I’ve decided I’m not allowed to buy any new books until I read some of the books I already have. Besides my towering TBR pile, I have at least eight books that I’ve started in the last six months and put down. I never used to do this. They are not necessarily bad books–some didn’t grab my attention, some grated for whatever reason, some were just too dark and issuey for the mood I was in. I want to start over and give them second chances. I mean, a book is a terrible thing to waste, right? Does anyone else do this?
I am twittering here: @jessica_shea. I am very new and twittershy.But I like reading everyone else’s pithy little updates.
I love writing about twisty family relationships. In my cupcake book, Em’s parents are newly separated and she and her sister are handling it very differently. The next-next scene I get to write is when she meets her dad’s girlfriend for the first time. Drama ahoy!

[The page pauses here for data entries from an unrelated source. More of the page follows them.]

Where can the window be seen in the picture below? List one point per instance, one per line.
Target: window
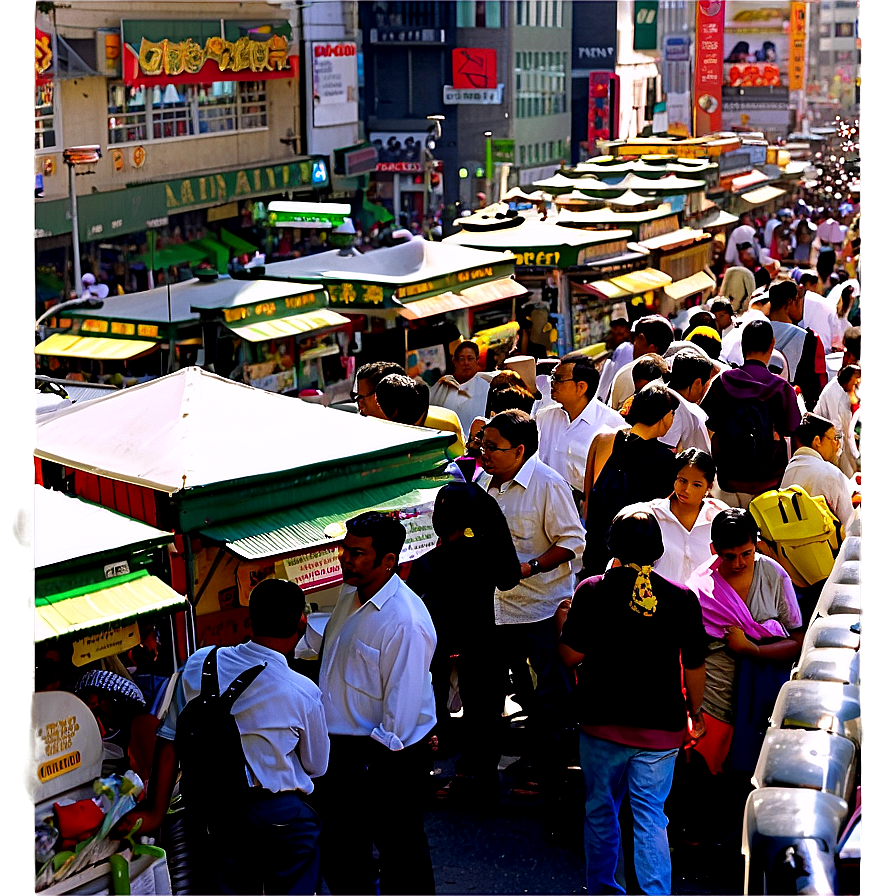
(127, 113)
(45, 116)
(136, 114)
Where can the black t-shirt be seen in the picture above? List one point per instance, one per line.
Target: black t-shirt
(631, 674)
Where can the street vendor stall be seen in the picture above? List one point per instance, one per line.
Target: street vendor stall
(546, 255)
(226, 465)
(413, 302)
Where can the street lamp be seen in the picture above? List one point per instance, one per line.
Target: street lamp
(78, 155)
(488, 166)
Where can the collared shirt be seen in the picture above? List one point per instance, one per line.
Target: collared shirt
(541, 513)
(467, 400)
(563, 444)
(374, 672)
(280, 715)
(817, 476)
(688, 429)
(684, 551)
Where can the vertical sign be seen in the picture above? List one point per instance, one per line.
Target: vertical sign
(797, 45)
(708, 67)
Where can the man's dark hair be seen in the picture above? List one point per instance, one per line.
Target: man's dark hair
(376, 370)
(757, 337)
(687, 367)
(583, 371)
(781, 293)
(508, 398)
(649, 367)
(467, 343)
(732, 528)
(386, 533)
(275, 608)
(846, 373)
(810, 426)
(399, 397)
(651, 404)
(656, 331)
(852, 342)
(635, 536)
(518, 428)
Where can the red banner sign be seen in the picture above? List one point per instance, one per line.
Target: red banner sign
(708, 72)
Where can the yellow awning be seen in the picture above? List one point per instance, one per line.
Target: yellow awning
(681, 289)
(115, 605)
(64, 345)
(295, 325)
(763, 194)
(472, 297)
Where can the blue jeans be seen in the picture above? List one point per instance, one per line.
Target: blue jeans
(610, 769)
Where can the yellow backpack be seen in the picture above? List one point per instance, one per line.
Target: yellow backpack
(800, 529)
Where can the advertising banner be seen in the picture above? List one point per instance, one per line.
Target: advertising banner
(334, 75)
(708, 67)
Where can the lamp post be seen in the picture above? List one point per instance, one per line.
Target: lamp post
(78, 155)
(488, 167)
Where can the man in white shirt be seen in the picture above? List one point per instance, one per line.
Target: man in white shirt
(283, 732)
(566, 431)
(621, 336)
(378, 698)
(689, 378)
(812, 465)
(548, 535)
(653, 334)
(465, 392)
(818, 313)
(744, 233)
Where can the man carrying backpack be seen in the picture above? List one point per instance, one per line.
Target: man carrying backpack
(247, 762)
(749, 412)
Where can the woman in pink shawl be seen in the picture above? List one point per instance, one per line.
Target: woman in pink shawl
(749, 610)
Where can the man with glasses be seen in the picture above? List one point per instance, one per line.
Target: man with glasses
(465, 392)
(566, 430)
(548, 535)
(814, 465)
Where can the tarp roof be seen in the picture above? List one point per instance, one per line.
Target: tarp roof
(68, 529)
(407, 262)
(192, 428)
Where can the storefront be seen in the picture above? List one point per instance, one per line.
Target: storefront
(253, 484)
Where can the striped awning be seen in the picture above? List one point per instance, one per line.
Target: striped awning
(64, 345)
(112, 602)
(294, 325)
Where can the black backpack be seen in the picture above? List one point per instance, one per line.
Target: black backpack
(214, 779)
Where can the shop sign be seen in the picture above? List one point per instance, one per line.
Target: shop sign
(797, 45)
(315, 569)
(334, 78)
(218, 189)
(107, 643)
(472, 96)
(273, 309)
(708, 67)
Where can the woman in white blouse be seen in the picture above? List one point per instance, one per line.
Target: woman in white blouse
(685, 518)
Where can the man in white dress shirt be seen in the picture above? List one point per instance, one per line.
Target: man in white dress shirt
(566, 431)
(273, 846)
(378, 698)
(548, 535)
(465, 392)
(813, 465)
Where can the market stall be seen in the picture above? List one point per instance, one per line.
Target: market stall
(252, 483)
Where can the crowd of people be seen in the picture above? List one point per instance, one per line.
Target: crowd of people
(598, 561)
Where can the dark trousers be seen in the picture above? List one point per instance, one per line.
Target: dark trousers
(372, 796)
(547, 701)
(273, 846)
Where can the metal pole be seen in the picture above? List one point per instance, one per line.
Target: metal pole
(76, 243)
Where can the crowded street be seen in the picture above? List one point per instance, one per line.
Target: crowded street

There’s a great article by Tony Kushner (of Angels in America fame) and Alisa Solomon here on Seven Jewish Children, which is a ten-minute play by Caryl Churchill written in January in response to the events in Gaza. The play’s productions at the Royal Court, New York Theatre Workshop, and now Theater J/Forum Theatre in DC have been protested. It has been accused of being anti-Semitic agitprop, blood libel even. I saw it yesterday (Steve dramaturged the DC production) and found it difficult and powerful. Personally, I think it offers a multiplicity of viewpoints on the history of Israel and is a great starting point for a discussion. There was a spirited talk-back afterward, as well as two response monologues written by a British Israeli playwright. The short text is available here. While I disagree with Churchill’s boycott of Israeli theatre (why punish artists for their government’s choices?), I think her plays are very smart and complex. Anyway, in the article in The Nation, Kushner and Solomon analyze the text and the semiotics of performance. They argue that theatre is "arguably the most humanizing of art forms because it begins and ends with human presence," and that it "has often attracted the ire of people grimly determined to maintain the invisibility of others." I love this. Later, they lament the "tendency to misread a multivocal, dialectical drama as a single-voiced political tract." Um, yes. People have argued that this isn’t theatre, it’s propaganda. But I think it’s the best kind of theatre–the kind that provokes passionate discussion.